Isn't XNOR also one?? :)
Yes, strictly speaking, it is. But it's so rarely used as a concept that it doesn't really bear mentioning.
Which is interesting, considering that the base circuit most easily achieved is, in fact, an XNOR gate, much as the base circuits are NAND and NOR. To get an XOR (or AND or OR) we have to invert the output of the corresponding base circuit, at a cost of two extra transistors.
Ahh, thank you so much! The tutorials here are really really good. :)
This is exactly what I've been looking for. For years. This is where I should've come before learning to program.

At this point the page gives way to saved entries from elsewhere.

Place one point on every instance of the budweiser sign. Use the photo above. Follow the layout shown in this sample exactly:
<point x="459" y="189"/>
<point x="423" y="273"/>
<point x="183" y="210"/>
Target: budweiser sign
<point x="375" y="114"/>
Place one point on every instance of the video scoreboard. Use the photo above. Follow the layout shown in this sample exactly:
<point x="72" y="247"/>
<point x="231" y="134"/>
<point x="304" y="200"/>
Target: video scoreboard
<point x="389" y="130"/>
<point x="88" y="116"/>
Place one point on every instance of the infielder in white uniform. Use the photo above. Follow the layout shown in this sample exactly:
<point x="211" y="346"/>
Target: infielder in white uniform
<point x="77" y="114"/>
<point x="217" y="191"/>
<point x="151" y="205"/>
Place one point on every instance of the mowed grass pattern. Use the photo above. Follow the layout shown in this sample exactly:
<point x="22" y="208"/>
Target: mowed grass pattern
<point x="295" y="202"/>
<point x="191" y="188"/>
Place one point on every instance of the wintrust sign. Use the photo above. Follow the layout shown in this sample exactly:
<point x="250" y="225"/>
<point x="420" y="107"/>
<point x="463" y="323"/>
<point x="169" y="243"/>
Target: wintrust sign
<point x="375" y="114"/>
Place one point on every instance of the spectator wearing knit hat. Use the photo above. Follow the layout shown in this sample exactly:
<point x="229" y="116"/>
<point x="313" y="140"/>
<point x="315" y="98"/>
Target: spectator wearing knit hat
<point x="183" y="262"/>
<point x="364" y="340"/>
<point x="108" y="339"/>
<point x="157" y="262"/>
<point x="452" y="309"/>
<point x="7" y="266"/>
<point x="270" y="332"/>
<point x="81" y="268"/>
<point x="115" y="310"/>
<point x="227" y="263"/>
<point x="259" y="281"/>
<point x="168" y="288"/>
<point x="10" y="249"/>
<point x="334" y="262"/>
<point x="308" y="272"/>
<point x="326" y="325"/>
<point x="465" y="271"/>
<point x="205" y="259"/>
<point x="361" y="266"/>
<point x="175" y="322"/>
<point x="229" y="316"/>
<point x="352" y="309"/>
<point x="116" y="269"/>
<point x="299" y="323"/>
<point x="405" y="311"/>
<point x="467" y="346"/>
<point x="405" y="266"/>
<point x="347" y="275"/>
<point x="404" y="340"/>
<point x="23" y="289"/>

The sequential logic is interesting to me, but I don't know what Q in the diagrams stands for. Pretty basic I expect, but hard to follow without it.
Q is the output of a register, and Qbar is the inverse output of Q. Q doesn't really stand for anything, but is generally accepted as the state output of the flip-flop.
There are a lot of theories and speculation on why Q was used, but the best answer I like refers back to Turing and his machine. Since digital logic is discrete in nature (not continuous because it depends on state), it refers to the quanta, or state at the time specified.
Great tutorial, but a few things you should add to it.
We'll actually probably cover HDL and CPLD/FPGA stuff in another tutorial.
As for the K-map thing, I gave some thought to K-map vs. QM and felt like K-map requires a little more intuitive sense (in terms of heuristics) and QM is basically a "turn-the-crank" type operation. I've wondered how others would feel about that...I may add K-maps to the tutorial later on.